Los gobiernos totalitarios no escatiman ilegalidades constitucionales cuando quieren descompresionar el creciente malestar generado por su propia ineficiencia, sobre todo la que fecunda los males sociales causados por la pobreza y la falta de oportunidades.
Las licencias otorgadas por el régimen para el trabajo por cuenta propia crearon grandes expectativas de prosperidad económica para el pueblo cubano, quien vio en esas medidas el renacer de un tiempo de bonanza al estilo de lo ocurrido en 1994.
Como nunca, ni siquiera en los esplendores de las primeras privatizaciones laborales, comenzó en cuba un florecimiento de pequeñas empresas que entusiasmó la esperanza de miles de ciudadanos.
Restaurantes, grupos de danza, brigadas de reparación de viviendas y ofertas de múltiples servicios comenzaron a invadir el mercado laboral privado creando, no sólo numerosas fuentes de empleo, sino también permitiendo al ciudadano una mayor independencia del estado, lo que influyó en el mejoramiento de la calidad de vida, tanto material como espiritual.
Y a pesar de las dificultades, a veces tremendas, de los cuentapropistas para proveerse los equipos, herramientas y materias primas para cumplir sus desempeños, el espíritu emprendedor y laborioso del cubano ha sabido encontrar soluciones alternativas para salir adelante en sus empresas.
Sin embargo, la fuerte competitividad de los trabajadores privados ha puesto en jaque al estado, quien ha visto mermado su potencial de ofertas atractivas, dejando al descubierto una incompetencia y falta de gestión cada vez más decepcionantes.
Y la respuesta del poder unilateralista no se ha hecho esperar.

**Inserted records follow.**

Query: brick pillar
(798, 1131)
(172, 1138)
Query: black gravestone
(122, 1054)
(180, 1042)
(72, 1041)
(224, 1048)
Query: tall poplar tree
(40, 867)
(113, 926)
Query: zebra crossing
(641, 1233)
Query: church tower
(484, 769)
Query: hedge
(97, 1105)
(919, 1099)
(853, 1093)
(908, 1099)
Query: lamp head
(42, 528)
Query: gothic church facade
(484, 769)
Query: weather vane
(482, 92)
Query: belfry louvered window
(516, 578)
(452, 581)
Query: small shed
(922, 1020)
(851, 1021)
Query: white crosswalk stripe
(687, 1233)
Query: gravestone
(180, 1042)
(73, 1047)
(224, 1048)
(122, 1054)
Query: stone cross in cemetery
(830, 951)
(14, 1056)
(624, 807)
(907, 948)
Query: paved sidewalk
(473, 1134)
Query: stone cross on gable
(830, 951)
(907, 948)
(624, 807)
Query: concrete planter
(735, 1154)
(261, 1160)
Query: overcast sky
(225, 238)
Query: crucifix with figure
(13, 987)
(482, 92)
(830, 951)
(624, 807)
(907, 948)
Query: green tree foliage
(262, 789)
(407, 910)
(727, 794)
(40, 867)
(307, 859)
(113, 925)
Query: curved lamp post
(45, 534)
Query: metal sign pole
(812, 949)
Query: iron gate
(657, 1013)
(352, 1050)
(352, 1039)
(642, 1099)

Está bien para el gobierno que los ciudadanos encuentren paliativos para sobrellevar su mísera economía y encuentren alivio a sus necesidades más elementales; pero permitir que los gobernados se empoderen económicamente, eso es otra cosa. Esa independencia de la individualidad humana es inaceptable dentro de un sistema de dominio absoluto.
El incremento del acoso a los trabajadores particulares ha obligado a muchos a cerrar sus negocios y pasar, prácticamente, a la clandestinidad laboral. Los inspectores estatales recrudecen la vigilancia y las exigencias, hasta el límite de lo soportable.
El propósito: obligar a los cuentapropistas a abandonar sus empleos y negocios privados, y forzar a los consumidores a recurrir a los comercios estatales y adquirir a precios abusivos productos de mala calidad.
La necesidad crea espejismos que siempre resultan costosos para los sueños de bienestar de las clases más empobrecidas y frágiles. El experimento de 1994 acabó en el cierre de todas las privatizaciones laborales.
Toda vez que el régimen considera superada la crisis que lo obliga a ceder (aunque resulte falso), la autoridad absoluta retoma su política de garrote y cadena, y vuelve a sepultar en el agobio a las clases dominadas.
La historia no se equivoca. Y cuando los seres humanos la ignoran, además de repetir sus errores, se hunden más en el desaliento, el desamparo y la desesperación.